Deepfakes are AI-generated or AI-manipulated video and audio that make a person appear to say or do something they never said or did. Visual artifact analysis catches lower-quality deepfakes, but provenance analysis — tracing where a video first appeared and who published it — is the more reliable method for the majority of manipulated media circulating online.
What Deepfakes Are and How Common They Are
The term “deepfake” refers specifically to media generated or manipulated using deep learning — neural networks trained on large datasets of real video or audio to produce synthetic output that resembles a specific person. The technology has two primary categories: face-swap deepfakes (replacing one person’s face with another’s in existing video) and full synthesis (generating a person speaking from scratch, typically for audio clones).
The most documented political deepfake is the March 2022 surrender video of Ukrainian President Volodymyr Zelensky. The video appeared on Ukrainian news website Ukraine 24 after a hack, circulated widely on social media, and was taken down by Meta, YouTube, and Twitter/X the same day. Zelensky responded within hours on Telegram, confirming the video was fabricated. UC Berkeley computer vision researcher Hany Farid analyzed the video publicly, identifying a low-resolution encoding strategy used to obscure facial distortions, an unnatural head movement pattern, and lip-sync that did not fully match Ukrainian phonetics. The full documented case is in the Fake Off database →.
The Zelensky video was unusual in its political targeting. The majority of deepfakes in circulation are non-consensual intimate images (estimated at over 96% of all deepfake content by volume, according to Sensity AI’s 2019 research) and synthetic audio clones used for financial fraud. High-profile political deepfakes like the Zelensky video are relatively rare but disproportionately reported.
See also the AI and fake news: 2025 roundup → for documented cases from the past year.
Visual Indicators: What to Look For
Visual artifact analysis works best on lower-quality deepfakes. High-quality synthetic video produced by state-level actors or professional operations may show none of these artifacts. Apply visual analysis as a first check — it can quickly confirm a low-quality fake — but do not rely on absence of artifacts as confirmation of authenticity.
Eye Blinking and Movement
Early-generation deepfake models (pre-2020) struggled with realistic blinking because training datasets contained fewer closed-eye frames than open-eye frames. This produced videos where the subject blinked rarely or not at all. Current models have largely corrected this, but rapid lateral eye movement and unnatural saccades (the micro-jumps the eyes make when scanning) remain difficult to synthesize convincingly. Watch a segment at 0.25x speed and observe whether eye movement looks physically plausible for a person speaking conversationally.

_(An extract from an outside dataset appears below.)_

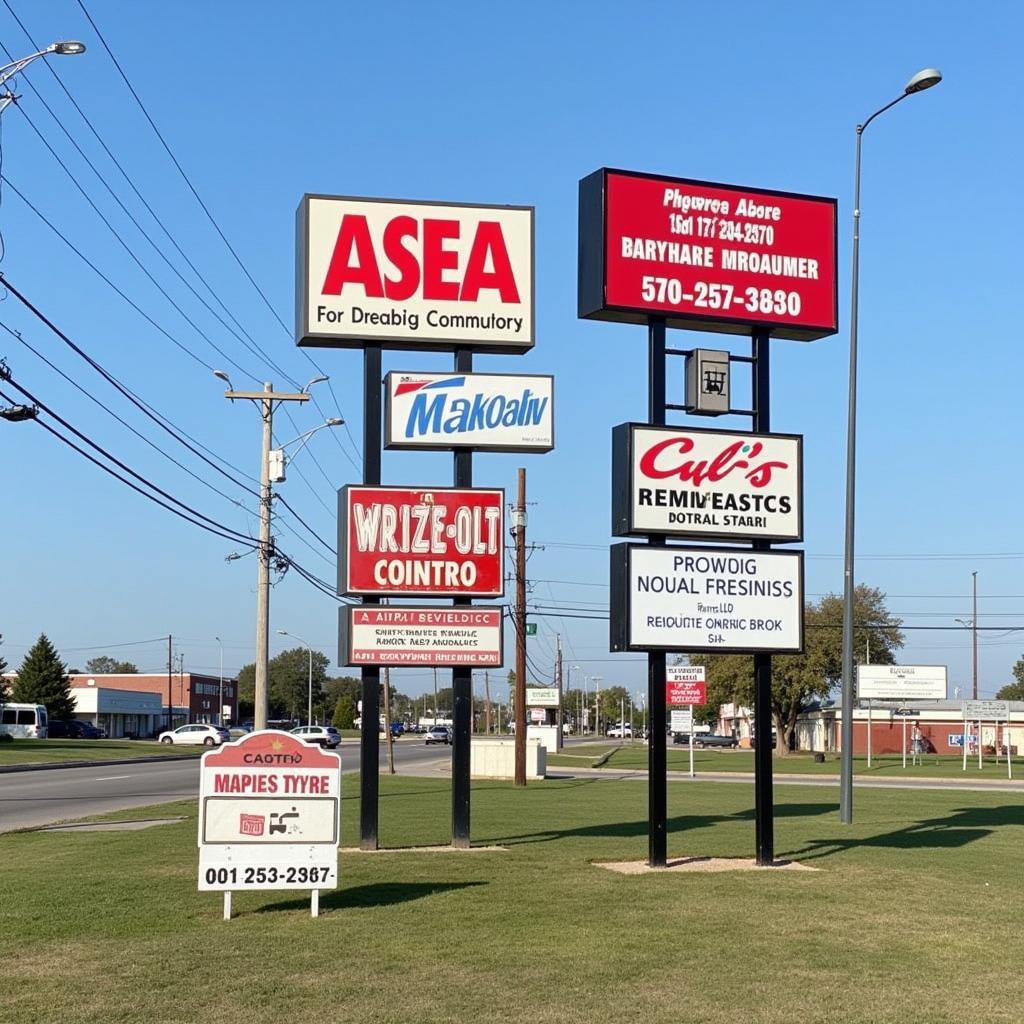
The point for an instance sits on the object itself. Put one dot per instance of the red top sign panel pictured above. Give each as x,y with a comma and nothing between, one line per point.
430,542
707,256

Hairline and Ear Boundaries
Face-swap deepfakes blend a synthetic face onto an existing video, and the boundary region — particularly the hairline, ears, and the edge of the jaw — is where the blend typically fails. Look for: soft or blurry edges where hair meets skin, inconsistent lighting between the face and the hair, geometric distortions when the subject turns their head, and earlobes that seem to stretch or deform slightly during movement. These artifacts are most visible in high-resolution stills extracted from the video rather than in playback.
Lighting and Shadow Consistency
The synthetic face in a face-swap deepfake is rendered with lighting derived from the source footage, not from the lighting conditions in the target video. When a person moves their head in natural light, the highlight and shadow pattern on their face moves consistently with the light source. In a deepfake, this consistency can break: the face may appear to have a different ambient light source than the background and neck, or shadows may not track correctly through head movement.

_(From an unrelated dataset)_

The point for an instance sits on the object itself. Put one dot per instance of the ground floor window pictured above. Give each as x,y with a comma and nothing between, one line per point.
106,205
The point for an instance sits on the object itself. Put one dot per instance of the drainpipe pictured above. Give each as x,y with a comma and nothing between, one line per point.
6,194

Lip-Sync and Phonetic Matching
Lip-sync accuracy is one of the areas where deepfake generation has improved most rapidly. However, phoneme-to-mouth shape mapping — the specific lip positions required for each sound in a particular language — remains an area of imperfect synthesis, particularly for languages other than English. The Zelensky video was partially identified through this mechanism: Ukrainian phonetics require specific bilabial movements that the synthetic model did not fully reproduce. For audio-only deepfakes (voice clones), listen for: unnatural pauses between words, prosody that does not match the sentence structure, and consistent noise floor that does not vary as a real recording would.

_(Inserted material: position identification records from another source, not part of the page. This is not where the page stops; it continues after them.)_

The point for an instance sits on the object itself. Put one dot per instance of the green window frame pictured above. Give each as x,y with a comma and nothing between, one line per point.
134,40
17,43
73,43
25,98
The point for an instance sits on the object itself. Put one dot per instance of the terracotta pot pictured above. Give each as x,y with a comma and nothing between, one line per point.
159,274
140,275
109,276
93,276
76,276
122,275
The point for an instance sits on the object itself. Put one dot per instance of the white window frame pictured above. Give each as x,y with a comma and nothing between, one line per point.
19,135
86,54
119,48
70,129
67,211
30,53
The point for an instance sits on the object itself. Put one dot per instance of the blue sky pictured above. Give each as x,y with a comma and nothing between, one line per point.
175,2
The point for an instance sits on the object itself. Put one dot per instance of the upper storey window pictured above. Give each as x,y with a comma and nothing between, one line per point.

Skin Texture and High-Frequency Detail
Neural networks synthesize skin as a smooth surface. Real human skin has pores, fine lines, and irregular texture that varies across different regions of the face. In video, skin texture is rendered dynamically — it changes with movement and lighting. Synthetic skin tends to be too smooth in unflattering lighting and may show a plastic-like reflectivity. This is most visible around the nose, forehead, and cheeks when the subject is well-lit.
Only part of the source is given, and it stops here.